Table 2 Features extracted from each token in a reference

From: A structural SVM approach for reference parsing

1.Author Name Feature

Is the word in Author Name dictionary?

2. Article Title Feature

Is the word in Article Title dictionary?

3. Journal Title Feature

Is the word in Journal Title dictionary?

4. Pagination Pattern

Is the word in pagination formation, e.g., 200-5, H100-H105?

5. Name Initial Pattern

Is the word in name initial pattern, e.g., J.Z., J.-Z.?

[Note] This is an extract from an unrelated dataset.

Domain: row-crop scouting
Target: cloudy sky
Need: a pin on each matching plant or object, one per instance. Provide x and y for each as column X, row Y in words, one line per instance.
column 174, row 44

6. Four Digit Year Pattern

Is the word in four digit year pattern, e.g., 2005? It must be not before 1500, and not later than the current year.

7. et, al

Is the word “et” or “al”, or “et.”, or “al.”?

8. pp., p.

Is the word “pp.”, or “p.”, or “pp”, or “p”?

9. Ended With “.”

Does the word end with “.”?

10. Upper Case First Char

Is the first character of the word upper case?

11. Letter Only

Does the word contain letters only?

12. Digit Only

Does the word contain digits only?

13. Digit and Letter

Does the word contain both digits and letters?

14. Digit and Letter Only

Does the word contain digits and letters only?

15. Normalized position

The position of the word normalized by the total number of words in the reference.